Die Recherche begann wie im Märchen. Ich saß in Bayreuth in einer Bühnenorchesterprobe zu »Parsifal«, die Inszenierung von Stefan Herheim erzählte die Rezeptionsgeschichte des Werks in Bayreuth nach, von 1883 bis heute. Auf der Bühne standen Nachbildungen des Uraufführungsbühnenbilds, Richard Wagners Bayreuther Künstlervilla, eine Nachbildung der Festspielhausbühne selbst – wie ein Film mit Spezialeffekten, nur eben: alles live und unmittelbar. Im zweiten Akt entrollten sich Hakenkreuzfahnen, ein Nazi-Reichsadler – der nicht aussah wie selbstgebastelt, sondern wie in Bronze gegossen - schwebte aus dem Bühnenhimmel herab und zerbrach kurz danach krachend auf dem Bühnenboden. Wer den Adler gefertigt habe, wollte ich wissen, und erfuhr: »Den hat Jürgen Uedelhoven gemacht«, ein Autobauer aus der Nähe von Ingolstadt. Aus einem Spezialschaum, der in extra große Trümmer zerbricht. Ich nickte – und vergaß es wieder.
Ein, zwei Jahre später sah ich »Lohengrin«, inszeniert von Hans Neuenfels, das Bühnenbild: ein Labor mit weißen, blitzsauberen Wänden, bevölkert von Ratten. Natürlich keine echten, der Chor trug Rattenkostüme mit Vorder- und Hinterfüßen aus Latex, Schwänzen und Rattenmasken mit rot leuchtenden Augen – die per Fernsteuerung ein- und ausschaltbar waren. Wer das alles gebaut und entwickelt habe, wollte ich wissen, und hörte: Uedelhoven. Jedes einzelne Rattenauge hatte einen Wifi-Empfänger zur Steuerung, die Halterung kam aus dem 3D-Drucker. Uedelhoven – den Namen hatte ich schon mal gehört.

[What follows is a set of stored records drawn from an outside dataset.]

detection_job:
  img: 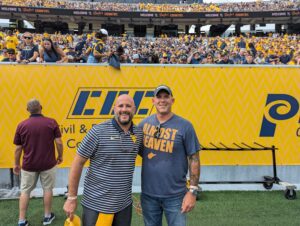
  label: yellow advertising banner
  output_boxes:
[0,65,299,167]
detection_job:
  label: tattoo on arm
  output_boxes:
[188,152,200,186]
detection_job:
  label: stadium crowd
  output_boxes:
[0,0,299,12]
[0,30,299,65]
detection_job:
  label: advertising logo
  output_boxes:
[68,87,155,119]
[260,94,299,137]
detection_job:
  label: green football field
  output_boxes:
[1,191,299,226]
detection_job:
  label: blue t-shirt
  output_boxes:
[138,114,200,198]
[20,45,38,61]
[43,50,60,62]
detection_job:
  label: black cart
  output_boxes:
[198,142,297,200]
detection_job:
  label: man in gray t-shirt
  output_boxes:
[138,85,201,226]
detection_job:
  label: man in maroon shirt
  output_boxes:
[13,99,63,226]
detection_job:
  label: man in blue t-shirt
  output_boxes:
[138,85,201,226]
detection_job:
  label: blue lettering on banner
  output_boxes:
[260,94,299,137]
[67,87,154,119]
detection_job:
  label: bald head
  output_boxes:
[114,94,136,127]
[27,98,42,114]
[115,94,135,107]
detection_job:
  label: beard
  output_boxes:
[115,112,133,125]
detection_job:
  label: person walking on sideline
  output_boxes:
[13,99,63,226]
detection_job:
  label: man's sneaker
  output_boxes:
[43,213,55,225]
[18,220,29,226]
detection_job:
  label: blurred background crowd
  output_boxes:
[0,0,299,12]
[0,29,299,64]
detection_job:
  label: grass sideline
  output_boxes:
[0,191,299,226]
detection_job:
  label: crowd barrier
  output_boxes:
[0,64,299,168]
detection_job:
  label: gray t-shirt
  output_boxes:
[139,114,200,198]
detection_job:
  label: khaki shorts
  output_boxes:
[20,166,56,194]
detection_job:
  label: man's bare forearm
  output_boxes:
[188,152,200,186]
[55,138,63,157]
[14,145,22,166]
[68,154,87,197]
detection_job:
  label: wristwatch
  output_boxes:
[189,188,198,196]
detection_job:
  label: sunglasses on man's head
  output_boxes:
[153,124,161,139]
[24,36,32,40]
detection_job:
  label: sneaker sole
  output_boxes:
[43,216,55,225]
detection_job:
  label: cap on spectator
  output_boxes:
[154,85,173,97]
[43,32,50,38]
[99,29,108,36]
[132,54,139,60]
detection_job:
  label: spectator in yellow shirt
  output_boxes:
[5,30,18,51]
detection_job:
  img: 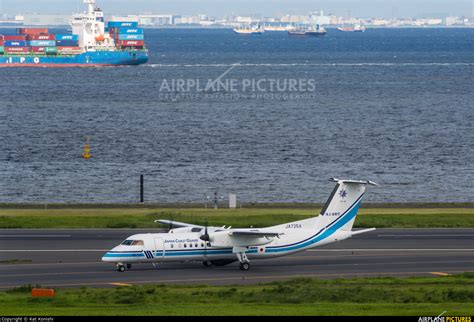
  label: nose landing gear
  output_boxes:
[116,263,132,272]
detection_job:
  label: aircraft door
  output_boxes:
[154,238,165,259]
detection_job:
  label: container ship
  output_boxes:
[0,0,148,67]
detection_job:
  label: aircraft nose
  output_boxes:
[101,246,119,262]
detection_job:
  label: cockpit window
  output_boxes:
[121,240,144,246]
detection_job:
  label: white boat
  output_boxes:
[233,23,265,35]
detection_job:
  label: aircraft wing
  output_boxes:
[154,220,204,229]
[229,229,281,238]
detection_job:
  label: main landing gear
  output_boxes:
[116,263,132,272]
[236,252,250,271]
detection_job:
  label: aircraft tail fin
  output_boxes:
[318,178,378,232]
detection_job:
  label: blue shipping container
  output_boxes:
[118,28,144,35]
[118,34,144,40]
[29,40,56,47]
[5,40,27,47]
[55,34,79,41]
[107,21,138,28]
[56,40,79,47]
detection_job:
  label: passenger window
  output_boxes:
[201,243,204,247]
[189,243,193,248]
[195,243,198,248]
[170,244,174,249]
[184,244,187,248]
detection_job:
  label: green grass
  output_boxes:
[1,274,473,316]
[0,206,473,229]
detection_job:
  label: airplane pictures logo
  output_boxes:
[157,63,317,101]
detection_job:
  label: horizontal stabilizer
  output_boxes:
[350,228,376,236]
[329,178,379,186]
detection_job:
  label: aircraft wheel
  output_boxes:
[126,263,132,270]
[203,260,212,267]
[239,262,250,271]
[117,264,126,272]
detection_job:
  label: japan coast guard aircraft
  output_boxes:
[102,179,378,272]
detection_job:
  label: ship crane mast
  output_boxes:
[84,0,96,15]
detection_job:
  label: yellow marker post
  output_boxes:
[82,138,92,159]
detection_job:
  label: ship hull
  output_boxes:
[0,50,148,67]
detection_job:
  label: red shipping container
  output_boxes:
[28,34,55,41]
[18,28,49,35]
[4,35,27,41]
[117,40,144,47]
[31,47,46,53]
[5,47,29,53]
[0,39,4,46]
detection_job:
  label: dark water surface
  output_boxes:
[0,28,473,203]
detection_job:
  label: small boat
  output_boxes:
[233,23,265,35]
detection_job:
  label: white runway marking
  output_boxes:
[0,235,71,238]
[378,234,474,237]
[308,249,474,252]
[0,249,108,252]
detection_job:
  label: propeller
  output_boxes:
[200,219,210,242]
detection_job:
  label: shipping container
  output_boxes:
[56,46,82,54]
[0,39,4,46]
[30,46,58,54]
[28,34,55,41]
[117,34,144,41]
[29,40,56,47]
[31,47,46,53]
[117,28,144,35]
[0,46,4,54]
[45,47,58,54]
[56,40,79,47]
[55,34,79,41]
[116,40,145,47]
[107,21,138,28]
[4,40,27,47]
[4,47,29,53]
[4,35,27,41]
[18,28,49,35]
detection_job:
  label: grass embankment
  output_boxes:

Wieder ein paar Jahre später, 2013, inszenierte Frank Castorf den »Ring des Nibelungen« - als Reise auf den Spuren des Öls. Im »Rheingold« fahren die Rheintöchter mit einem Mercedes-Cabrio herum. Das bekannteste Bühnenbild der Inszenierung, ein 13 Meter hoher Nachbau des Mount Rushmore mit den Köpfen von Lenin, Stalin, Mao und Marx in »Siegfried«, hatte Uedelhoven gebaut – mithilfe einer gewaltigen Fräse, vielen Tonnen Polyurethanschaum und neuester 3D-Flächenberechnungs-Software – und mit Maschinen, die sich keine Theaterwerkstatt je leisten könnte. Und: Das Resultat sieht nicht aus wie ein Felsen mit vier Köpfen, die in der Theaterwerkstatt geschnitzt wurde. Sondern: echt.

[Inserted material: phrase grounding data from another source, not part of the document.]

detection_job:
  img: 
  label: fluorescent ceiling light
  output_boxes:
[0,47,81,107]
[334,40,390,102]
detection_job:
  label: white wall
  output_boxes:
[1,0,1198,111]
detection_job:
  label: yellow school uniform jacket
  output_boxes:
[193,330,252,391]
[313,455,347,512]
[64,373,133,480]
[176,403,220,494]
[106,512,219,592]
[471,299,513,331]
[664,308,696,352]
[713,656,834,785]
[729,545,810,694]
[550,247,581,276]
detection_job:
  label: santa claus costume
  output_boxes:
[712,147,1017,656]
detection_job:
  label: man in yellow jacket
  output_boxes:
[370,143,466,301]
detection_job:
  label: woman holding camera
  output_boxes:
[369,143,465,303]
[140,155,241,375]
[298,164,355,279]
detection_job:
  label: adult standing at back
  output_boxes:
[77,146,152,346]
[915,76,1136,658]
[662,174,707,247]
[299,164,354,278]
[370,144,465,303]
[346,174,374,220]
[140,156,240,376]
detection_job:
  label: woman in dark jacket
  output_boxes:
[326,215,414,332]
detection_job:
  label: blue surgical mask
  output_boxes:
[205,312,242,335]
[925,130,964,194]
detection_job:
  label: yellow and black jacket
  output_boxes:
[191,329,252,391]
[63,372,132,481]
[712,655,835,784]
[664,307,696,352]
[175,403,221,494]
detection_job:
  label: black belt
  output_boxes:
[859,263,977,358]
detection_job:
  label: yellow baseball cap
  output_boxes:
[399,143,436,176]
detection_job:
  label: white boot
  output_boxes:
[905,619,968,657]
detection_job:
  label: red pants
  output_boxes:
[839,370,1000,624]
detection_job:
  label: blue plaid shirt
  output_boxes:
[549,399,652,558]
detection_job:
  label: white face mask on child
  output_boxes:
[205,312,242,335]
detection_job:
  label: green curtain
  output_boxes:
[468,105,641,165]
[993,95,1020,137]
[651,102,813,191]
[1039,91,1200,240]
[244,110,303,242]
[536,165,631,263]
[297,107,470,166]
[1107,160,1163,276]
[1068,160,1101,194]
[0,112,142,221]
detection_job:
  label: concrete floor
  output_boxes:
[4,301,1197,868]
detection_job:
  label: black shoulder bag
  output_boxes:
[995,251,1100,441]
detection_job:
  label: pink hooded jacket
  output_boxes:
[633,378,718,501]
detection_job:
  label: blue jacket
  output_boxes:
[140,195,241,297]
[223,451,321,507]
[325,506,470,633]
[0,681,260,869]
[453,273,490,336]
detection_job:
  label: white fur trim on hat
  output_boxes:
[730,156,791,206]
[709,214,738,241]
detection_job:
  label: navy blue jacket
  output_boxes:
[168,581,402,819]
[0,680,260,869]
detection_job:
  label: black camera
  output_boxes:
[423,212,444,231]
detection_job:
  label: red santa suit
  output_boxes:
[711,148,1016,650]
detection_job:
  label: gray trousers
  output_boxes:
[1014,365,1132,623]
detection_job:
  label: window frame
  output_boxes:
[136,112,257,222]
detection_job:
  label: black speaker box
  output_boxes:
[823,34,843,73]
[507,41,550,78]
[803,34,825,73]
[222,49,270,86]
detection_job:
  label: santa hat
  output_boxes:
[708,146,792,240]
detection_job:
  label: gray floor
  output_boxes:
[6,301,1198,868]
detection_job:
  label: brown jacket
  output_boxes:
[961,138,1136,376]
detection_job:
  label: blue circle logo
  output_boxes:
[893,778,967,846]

Sein Geld verdient Jürgen Uedelhoven mit Autos, seine Firma baut Modelle und Showcars im Auftrag der großen Marken und entwirft auch selbst Teile, vom Blinker bis zum Spoiler. Die Oper ist für ihn anfangs eine fremde Welt, die Handwerker in der Schreinerei und Schlosserei beäugen ihn, sie sind es gewohnt, mit möglichst einfachen Mitteln möglichst wirkungsvolle Kulissen zu schreinern, die vom Zuschauerraum aus echt aussehen. Aus Holz und Stahl, Farbe und Pappmaché. Aber Illusion ist Uedelhoven fremd, seine Welt ist geprägt von Präzision und High-End-Materialien.

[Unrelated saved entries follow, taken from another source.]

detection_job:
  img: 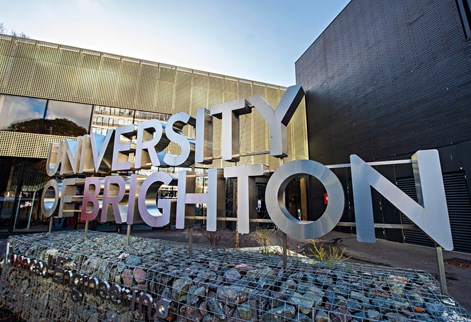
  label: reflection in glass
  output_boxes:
[91,106,134,134]
[134,110,170,122]
[0,95,47,133]
[45,101,92,136]
[0,158,52,233]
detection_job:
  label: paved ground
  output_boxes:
[2,229,470,312]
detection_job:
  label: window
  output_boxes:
[0,95,47,133]
[134,110,170,123]
[44,101,92,136]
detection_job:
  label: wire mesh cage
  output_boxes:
[1,231,470,321]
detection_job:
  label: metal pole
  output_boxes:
[279,157,288,269]
[282,232,288,269]
[48,217,53,233]
[188,227,193,257]
[12,195,22,231]
[126,224,131,245]
[435,245,448,295]
[26,191,36,230]
[84,220,89,239]
[235,222,240,248]
[3,242,10,267]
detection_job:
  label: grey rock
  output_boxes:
[262,304,296,321]
[236,303,253,321]
[372,296,391,309]
[180,305,203,321]
[425,302,445,316]
[346,299,363,312]
[217,285,248,304]
[223,268,241,281]
[125,255,141,267]
[133,267,146,284]
[367,309,381,320]
[385,312,408,322]
[290,291,314,314]
[207,298,226,320]
[315,310,330,322]
[295,312,312,321]
[350,290,368,303]
[391,300,409,310]
[116,262,126,273]
[172,277,193,301]
[406,292,424,307]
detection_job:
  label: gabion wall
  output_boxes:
[0,231,469,321]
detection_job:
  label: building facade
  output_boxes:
[0,35,308,236]
[296,0,471,252]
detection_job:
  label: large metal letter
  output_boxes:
[175,171,199,229]
[210,99,252,162]
[81,177,102,221]
[80,132,115,174]
[101,176,126,223]
[248,85,304,158]
[265,160,345,240]
[224,164,265,234]
[163,112,196,167]
[206,169,226,232]
[60,138,82,175]
[350,150,453,250]
[135,119,169,169]
[41,179,60,218]
[45,142,62,176]
[138,172,176,227]
[112,125,136,171]
[195,108,213,164]
[59,178,78,218]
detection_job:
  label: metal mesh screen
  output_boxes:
[1,231,469,321]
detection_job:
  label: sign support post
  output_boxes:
[84,220,89,239]
[126,224,131,245]
[435,245,448,295]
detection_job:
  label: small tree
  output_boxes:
[0,22,28,38]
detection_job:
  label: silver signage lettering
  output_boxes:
[101,176,127,224]
[195,108,213,164]
[175,171,198,229]
[265,160,345,240]
[163,112,196,167]
[206,169,226,232]
[248,85,304,158]
[137,172,176,227]
[45,142,62,176]
[210,99,252,162]
[112,125,135,171]
[41,179,60,218]
[135,119,168,169]
[350,150,453,250]
[81,177,102,221]
[224,164,265,234]
[90,131,115,173]
[58,178,78,218]
[60,138,82,175]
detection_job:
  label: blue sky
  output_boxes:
[1,0,349,86]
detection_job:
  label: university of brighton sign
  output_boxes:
[40,85,454,250]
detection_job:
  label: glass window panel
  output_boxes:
[0,95,47,133]
[91,105,135,134]
[44,100,92,136]
[134,110,170,123]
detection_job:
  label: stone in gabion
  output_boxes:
[1,231,470,322]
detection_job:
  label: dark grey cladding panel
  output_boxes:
[296,0,471,165]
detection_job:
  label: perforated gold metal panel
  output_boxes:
[0,35,308,169]
[0,131,74,158]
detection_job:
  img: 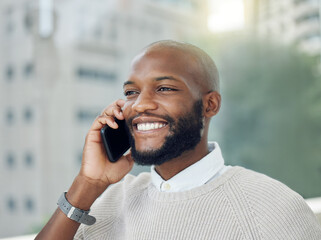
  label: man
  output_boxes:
[36,40,321,239]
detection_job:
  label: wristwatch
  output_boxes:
[57,192,96,225]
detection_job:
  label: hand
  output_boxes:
[79,99,134,191]
[35,100,135,239]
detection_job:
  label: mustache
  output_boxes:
[126,112,175,127]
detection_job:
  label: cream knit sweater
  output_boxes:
[74,167,321,239]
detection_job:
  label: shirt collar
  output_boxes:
[150,142,225,192]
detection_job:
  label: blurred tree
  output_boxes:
[199,35,321,198]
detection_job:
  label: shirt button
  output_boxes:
[161,182,171,191]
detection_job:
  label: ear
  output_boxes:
[203,91,221,118]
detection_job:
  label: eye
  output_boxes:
[124,90,139,96]
[157,87,178,92]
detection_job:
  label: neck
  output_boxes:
[154,138,209,181]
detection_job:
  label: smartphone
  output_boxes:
[100,118,130,162]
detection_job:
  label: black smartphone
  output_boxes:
[100,118,130,162]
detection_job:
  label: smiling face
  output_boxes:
[122,47,206,165]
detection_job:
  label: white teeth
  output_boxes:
[137,122,166,131]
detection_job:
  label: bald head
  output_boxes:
[141,40,220,93]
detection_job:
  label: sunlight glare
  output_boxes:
[208,0,245,33]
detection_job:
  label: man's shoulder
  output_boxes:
[229,166,305,207]
[225,167,321,238]
[232,167,300,197]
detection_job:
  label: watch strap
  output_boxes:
[57,192,96,226]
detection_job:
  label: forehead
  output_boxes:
[128,48,200,86]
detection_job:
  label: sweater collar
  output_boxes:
[150,142,225,192]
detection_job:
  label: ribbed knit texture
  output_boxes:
[74,167,321,240]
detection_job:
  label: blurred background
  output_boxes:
[0,0,320,238]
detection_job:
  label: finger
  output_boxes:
[103,105,122,117]
[90,115,118,131]
[115,99,125,109]
[113,108,124,120]
[101,99,125,116]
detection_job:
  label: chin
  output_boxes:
[134,140,164,152]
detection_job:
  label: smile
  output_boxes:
[136,122,167,131]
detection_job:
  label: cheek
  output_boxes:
[162,100,191,117]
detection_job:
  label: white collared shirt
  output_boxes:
[150,142,230,192]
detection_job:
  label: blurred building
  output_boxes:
[0,0,208,237]
[244,0,321,61]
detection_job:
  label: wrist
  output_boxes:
[58,192,96,226]
[66,175,109,210]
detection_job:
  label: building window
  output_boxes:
[24,107,33,122]
[25,152,34,167]
[5,6,14,34]
[6,153,15,169]
[6,65,14,81]
[5,6,14,33]
[6,109,14,124]
[299,32,320,41]
[24,13,33,32]
[295,12,319,25]
[24,62,34,78]
[293,0,317,4]
[76,109,98,123]
[108,26,118,41]
[77,152,83,166]
[77,67,117,82]
[94,26,102,39]
[7,197,17,212]
[25,197,34,212]
[108,16,118,40]
[6,22,14,33]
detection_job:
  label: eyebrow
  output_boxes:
[123,80,134,87]
[155,76,180,82]
[123,76,180,88]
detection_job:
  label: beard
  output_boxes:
[126,99,204,166]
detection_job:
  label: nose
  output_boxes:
[132,92,158,113]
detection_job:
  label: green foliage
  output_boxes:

Es sind nicht viele Häuser, mit denen Jürgen Uedelhoven bislang zusammenarbeitet, aber langsam werden es mehr. Spitzentechnologie trifft auf eine der ältesten und umständlichsten Kunstformen, die es gibt. Wer die Oper für so verstaubt hält wie ihren Ruf, war lange nicht da.